The other night, cruising the web, I found a really neat blog (of course, I cannot for the life of me recall what it was!) that dealt with running a home more smoothly.  This lady has several children and she home schools them.  It sounds, from her blog, as though all of the kids help around the house.  The thing that caught my attention was LAUNDRY.

Laundry

Mt. Washmore can be overwhelming for anyone.  I just went foundation shopping with Perkilicious and she was saying that she really needed to wash laundry before we go back to work next week.  So laundry even qualifies as “single girl problems.”  With my family of four active individuals, laundry can quickly get out of hand and for sure takes a big chunk of my few free minutes.  Grizzly works in construction and changes clothes at least twice a day.  Summertime, 100+ degrees?  Forget about it.  The monkeys wear uniforms to school and often change when they get home.  Monkey 2 rolls around in the dirt with her four-legged bff, Jasmine. Laundry is never-ending at my house.

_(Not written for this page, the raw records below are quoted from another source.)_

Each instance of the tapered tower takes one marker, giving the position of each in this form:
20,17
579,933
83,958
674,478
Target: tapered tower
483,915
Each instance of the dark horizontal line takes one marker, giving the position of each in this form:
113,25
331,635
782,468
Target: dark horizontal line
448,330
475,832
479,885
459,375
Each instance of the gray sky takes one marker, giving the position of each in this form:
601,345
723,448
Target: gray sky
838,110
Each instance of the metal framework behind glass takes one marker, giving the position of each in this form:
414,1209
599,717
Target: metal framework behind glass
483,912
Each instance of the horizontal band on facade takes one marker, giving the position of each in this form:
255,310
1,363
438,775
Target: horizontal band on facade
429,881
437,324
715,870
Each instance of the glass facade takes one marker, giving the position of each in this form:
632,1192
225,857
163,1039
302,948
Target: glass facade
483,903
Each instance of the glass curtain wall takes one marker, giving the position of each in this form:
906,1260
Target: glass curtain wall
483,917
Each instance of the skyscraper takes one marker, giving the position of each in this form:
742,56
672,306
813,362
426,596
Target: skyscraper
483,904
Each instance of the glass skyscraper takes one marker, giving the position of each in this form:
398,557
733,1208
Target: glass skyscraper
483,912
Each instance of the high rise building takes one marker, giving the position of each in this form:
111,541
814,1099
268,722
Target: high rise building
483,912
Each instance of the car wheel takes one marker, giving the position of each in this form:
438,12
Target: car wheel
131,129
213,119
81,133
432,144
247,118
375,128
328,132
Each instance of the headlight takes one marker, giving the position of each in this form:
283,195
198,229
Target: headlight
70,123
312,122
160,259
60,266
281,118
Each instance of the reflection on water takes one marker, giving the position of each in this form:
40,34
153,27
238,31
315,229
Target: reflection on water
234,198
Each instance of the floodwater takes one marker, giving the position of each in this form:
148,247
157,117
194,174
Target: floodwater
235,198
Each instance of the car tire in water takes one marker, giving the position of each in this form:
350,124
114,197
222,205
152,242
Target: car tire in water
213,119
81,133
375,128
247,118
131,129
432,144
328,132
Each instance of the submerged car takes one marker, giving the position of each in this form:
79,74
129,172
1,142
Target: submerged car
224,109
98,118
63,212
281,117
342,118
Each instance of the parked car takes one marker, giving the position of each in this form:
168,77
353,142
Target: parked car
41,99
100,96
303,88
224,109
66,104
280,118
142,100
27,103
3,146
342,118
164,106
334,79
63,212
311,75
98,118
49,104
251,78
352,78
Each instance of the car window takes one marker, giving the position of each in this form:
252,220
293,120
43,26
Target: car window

The blog I found had some neat strategies.  This lady’s kids process their own laundry!  They each have their own basket.  Each family member is assigned a laundry day.  They wash, dry, fold/hang and put their clothes away!  I think she helps the littlest monkeys.  How cool is that, though?

So yesterday I snatched Monkey 1 up by his ear and took him to the bathroom hamper.

“What are we doing in here?”

“I’m going to show you how to sort laundry,” I told him.

“Why do I need to know how to sort clothes?”

So much for buy-in.

I stood my ground, though.  He sorted his clothes from his sister’s and then separated lights from darks.  We moved on to the utility room and I showed him where I keep the laundry soap, how to measure it, and how to start the washer.  I explained to him that since we use powdered soap, we let the water run a little and start dissolving the soap before we add the clothes.  He needed a little help distributing things evenly, but he actually had a look of accomplishment on his face when we closed the lid!

Not so much when I told him it was time to dry his load of laundry.

“This is taking a long time,” he complained in that whiny twelve-year old voice I’ve come to know and love.  I told him that by shaking out the clothes and putting them neatly in the dryer, things would dry more quickly and not be quite so wrinkled.  He was less than impressed but continued to shake the clothes out.

By the time it was time to actually fold clothes and put them up, the monkeys were on their way out the door for their New Year’s date with Nana and the ladies and I was a little frustrated with the process myself.

Is my adventure in Monkey participation over?  Not by a long shot.  Monkey 1 knows his way around the washer now, with some guidance, and tomorrow is another day.  Even the little bit he knows now is a time-saver for me.  Next, we will work on folding, hanging, and putting away.  He won’t like it, but I imagine he’ll get it figured out.